Не мало пришлось намъ съ Карл. Ѳед. помучиться во фронтѣ съ Кази, весьма тугимъ на ухо и часто не слыхавшимъ команды. Во всѣхъ другихъ отношеніяхъ онъ былъ примѣрный эскадронный командиръ. [495]

Я говорилъ уже, что со времени устройства ставенъ спалъ въ совершенной темнотѣ и, успокоившись насчетъ агрессивныхъ дѣйствій, давно уже повѣсилъ разряженные пистолеты на коверъ надъ кроватью въ числѣ другихъ военныхъ и охотничьихъ принадлежностей.

Однажды мнѣ послышалось, будто кто-то стукнулъ въ библіотекѣ входною дверью, а затѣмъ чьи-то шаги стали приближаться съ постепенно возрастающимъ шумомъ.
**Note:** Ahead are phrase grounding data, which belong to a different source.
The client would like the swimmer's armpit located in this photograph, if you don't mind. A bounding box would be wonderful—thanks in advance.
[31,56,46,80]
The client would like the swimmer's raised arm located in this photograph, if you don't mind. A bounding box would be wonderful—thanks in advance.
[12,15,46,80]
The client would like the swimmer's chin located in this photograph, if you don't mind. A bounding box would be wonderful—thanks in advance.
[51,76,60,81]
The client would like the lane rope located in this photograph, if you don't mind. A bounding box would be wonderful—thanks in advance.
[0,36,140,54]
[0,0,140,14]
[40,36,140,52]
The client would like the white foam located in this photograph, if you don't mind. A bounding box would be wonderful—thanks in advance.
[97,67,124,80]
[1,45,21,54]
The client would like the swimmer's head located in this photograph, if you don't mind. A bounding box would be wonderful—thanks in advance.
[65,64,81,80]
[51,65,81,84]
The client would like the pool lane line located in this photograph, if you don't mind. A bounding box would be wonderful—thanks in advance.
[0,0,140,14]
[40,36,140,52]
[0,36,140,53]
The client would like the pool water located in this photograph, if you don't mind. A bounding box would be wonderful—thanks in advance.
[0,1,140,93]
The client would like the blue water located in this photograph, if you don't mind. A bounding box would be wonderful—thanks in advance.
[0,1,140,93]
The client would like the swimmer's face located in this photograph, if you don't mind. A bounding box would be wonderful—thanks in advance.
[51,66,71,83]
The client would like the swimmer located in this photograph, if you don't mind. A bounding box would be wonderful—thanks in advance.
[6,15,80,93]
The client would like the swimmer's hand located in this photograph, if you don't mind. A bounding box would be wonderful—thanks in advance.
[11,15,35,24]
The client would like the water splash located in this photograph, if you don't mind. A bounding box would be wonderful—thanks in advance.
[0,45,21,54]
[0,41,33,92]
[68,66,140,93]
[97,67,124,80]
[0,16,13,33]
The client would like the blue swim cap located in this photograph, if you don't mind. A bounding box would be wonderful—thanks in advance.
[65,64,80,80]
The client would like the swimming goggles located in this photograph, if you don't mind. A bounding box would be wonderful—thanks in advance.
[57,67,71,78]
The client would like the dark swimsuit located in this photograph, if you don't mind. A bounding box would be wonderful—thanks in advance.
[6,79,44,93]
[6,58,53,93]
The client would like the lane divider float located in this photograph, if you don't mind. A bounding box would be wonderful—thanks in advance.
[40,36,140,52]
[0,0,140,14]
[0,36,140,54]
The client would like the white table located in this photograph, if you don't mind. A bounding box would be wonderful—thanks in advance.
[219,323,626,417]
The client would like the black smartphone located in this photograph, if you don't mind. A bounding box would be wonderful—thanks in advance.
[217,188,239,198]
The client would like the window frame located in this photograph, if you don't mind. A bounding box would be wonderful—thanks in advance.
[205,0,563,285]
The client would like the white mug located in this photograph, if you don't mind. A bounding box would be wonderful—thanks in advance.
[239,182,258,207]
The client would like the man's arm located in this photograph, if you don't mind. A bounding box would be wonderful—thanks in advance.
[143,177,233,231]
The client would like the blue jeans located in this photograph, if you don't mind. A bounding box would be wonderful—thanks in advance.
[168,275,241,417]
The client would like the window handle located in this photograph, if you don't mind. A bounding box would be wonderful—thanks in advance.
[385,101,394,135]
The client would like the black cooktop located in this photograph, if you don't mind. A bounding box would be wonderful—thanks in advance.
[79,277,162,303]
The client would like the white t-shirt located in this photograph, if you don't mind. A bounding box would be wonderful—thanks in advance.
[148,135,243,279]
Вотъ отворилась дверь моей спальни и я, приподнявшись, громко воскликнулъ: „кто тутъ?“ Отвѣта не послѣдовало, но шаги стали приближаться къ кровати. Очевидно кто то, разсчитывающій на мою разобщенность съ прислугой, безцеремонно направляется къ постели не съ добрымъ намѣреніемъ. Стучать въ стѣну къ прислугѣ, значитъ съ точностью опредѣлять мѣсто моего нахожденія, которое напротивъ преднамѣренно слѣдуетъ перемѣнить, взявши съ своей стороны возможныя мѣры защиты. Схвативши ощупью на стѣнѣ кинжалъ, я съ выхваченнымъ клинкомъ сѣлъ въ ногахъ кровати съ намѣреніемъ ударить изо всѣхъ силъ того, кто нанесетъ ударъ по подушкѣ, разсчитывая встрѣтить на ней мою голову. Пока я исполнялъ свой мгновенный маневръ, сопящій посѣтитель, дойдя до стола около моего изголовья, снова направился къ дверямъ. Ну, подумалъ я, отдумалъ или струсилъ. Не успѣла эта мысль мелькнуть въ моей головѣ, какъ шаги неизвѣстнаго снова направились къ моему изголовью. Маневръ этотъ продолжался нѣсколько разъ, и вдругъ въ библіотекѣ мелькнулъ блескъ свѣчи.

Слава Богу, подумалъ я, на необычный въ такое время шумъ сюда идутъ. Между тѣмъ свѣча все приближалась, и когда слуга переступилъ съ нею порогъ спальни, я увидалъ продолжающаго ходить взадъ и впередъ Кази.

— Ахъ ты шутъ гороховый! крикнулъ я ему: чтожь ты не откликаешься, когда тебя спрашиваютъ въ потьмахъ: кто идетъ? — Посмотри, вѣдь я чуть тебя не убилъ.

— Да развѣ ты меня окликалъ?

— Громко.

— Ну, я, братецъ, ничего не слыхалъ.

Оказалось, что слуга, занявшійся выгрузкою чемодана изъ [496]повозки Кази, предварительно пустилъ его идти въ потьмахъ по знакомымъ комнатамъ.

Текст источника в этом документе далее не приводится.